As is hardwired in our psychology, fear and outrage provokes an emotional response that maximally captures our attention. One recent study concluded that anger makes people more vulnerable to misinformation and more likely to be highly confident in the accuracy of their memories. However, the more confident subjects were, the less accurate were their memories.
“Cancel culture” may also tip into our finances. As our activities and identities become further intertwined with the digital realm, our ability to engage in day-to-day business transactions and interact with basic financial products and services may be compromised if we fail to follow the status quo.

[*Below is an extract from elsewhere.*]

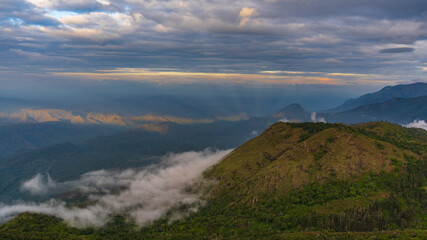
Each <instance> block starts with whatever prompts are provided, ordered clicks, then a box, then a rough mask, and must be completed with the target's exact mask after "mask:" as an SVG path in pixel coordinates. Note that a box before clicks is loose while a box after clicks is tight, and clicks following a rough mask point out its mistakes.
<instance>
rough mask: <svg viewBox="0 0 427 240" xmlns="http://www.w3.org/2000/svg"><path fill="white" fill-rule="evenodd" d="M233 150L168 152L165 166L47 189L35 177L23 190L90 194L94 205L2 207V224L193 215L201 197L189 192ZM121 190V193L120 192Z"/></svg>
mask: <svg viewBox="0 0 427 240" xmlns="http://www.w3.org/2000/svg"><path fill="white" fill-rule="evenodd" d="M230 152H231V150H223V151H220V150H210V149H206V150H204V151H201V152H185V153H179V154H168V155H166V156H164V157H163V160H162V162H161V163H159V164H157V165H153V166H149V167H146V168H143V169H128V170H124V171H107V170H100V171H95V172H89V173H86V174H84V175H82V176H81V178H80V179H79V180H76V181H71V182H63V183H49V180H48V182H47V183H46V182H45V185H44V184H43V183H42V182H43V181H41V180H40V179H41V177H40V175H36V176H35V177H34V178H33V179H31V180H29V181H27V182H25V183H24V185H23V190H27V191H29V192H30V193H33V194H41V193H43V194H49V193H51V192H54V193H57V192H59V191H64V188H67V190H68V191H79V192H81V193H84V194H87V195H88V199H90V202H92V204H90V205H89V206H87V207H85V208H78V207H66V203H65V202H63V201H60V200H50V201H47V202H44V203H25V204H15V205H0V221H1V222H4V221H7V220H9V219H10V218H12V217H13V216H16V215H17V214H19V213H22V212H35V213H42V214H48V215H53V216H56V217H59V218H62V219H64V220H65V221H66V222H68V223H69V224H71V225H72V226H76V227H88V226H102V225H104V224H105V223H106V222H107V221H108V220H109V219H110V217H111V216H112V215H115V214H125V215H128V216H130V217H131V218H132V219H133V220H134V221H135V222H136V223H137V224H138V225H139V226H144V225H146V224H149V223H150V222H152V221H155V220H157V219H160V218H162V217H164V216H165V215H166V213H167V212H168V211H169V210H171V209H172V208H174V207H177V206H180V205H189V206H191V208H190V211H196V210H197V203H199V202H200V199H199V195H198V194H197V193H194V192H191V191H189V188H190V187H192V186H194V184H196V183H198V182H200V180H201V177H202V172H203V171H205V170H206V169H207V168H208V167H210V166H212V165H213V164H215V163H216V162H218V161H219V160H220V159H221V158H223V157H224V156H225V155H227V154H228V153H230ZM24 186H25V187H24ZM118 189H122V191H119V192H117V190H118Z"/></svg>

To address these issues, young Web 3.0 platforms are experimenting with different business models and incentive structures to empower their users instead of manipulate them. Crypto is enabling the Web 3.0 evolution, in which users can seize control of their data and demand privacy as they interact with new decentralized applications that have no ability to manipulate or censor the user.
By removing advertisers and precluding the brokering of user data, Web 3.0 platforms can implement more ethical standards for user behavior in the attention economy. Crypto Web 3.0 platforms may integrate a token that appreciates in value as users flock to the platform, further aligning the interests of developers, token holders, users, and other stakeholders.
Users may be able to port their Facebook, Twitter, and Shopify data, tokenize it, and then fully destroy or port it over into a user-owned economy of decentralized applications (dApps). Users would have increased choice in new open platforms, and the emergence of legitimate dApps would limit mass censorship. The Big Tech platforms would still exist, but they would be largely defanged as the Web 3.0 ecosystem would serve as a powerful check-and-balance.
Privacy-focused crypto assets Horizen and Zcash caught a bid in the wake of the de-platforming uproar, appreciating 52% and 71%, respectively, since the events on Capitol Hill last week. Horizen is a Web 3.0 platform that gives users control of their online data with its blockchain cloud computing platform for financial services, peer-to-peer messaging, media, and third-party decentralized applications. Zcash is a fork of Bitcoin that implemented ZK-SNARK cryptography to provide enhanced privacy for its users. These assets and others stand to benefit greatly if Big Tech cannot clean up their act and the Web 3.0 thesis comes to fruition.
As Web 3.0 platforms begin to challenge incumbents, Big Tech will need to disrupt themselves and introduce new business models to retain market share. However, advertisers and the attention economy produced over $533 billion in annual 2019 revenue for the FANG companies, so they are incentivized to cling on to their existing business models for as long as possible.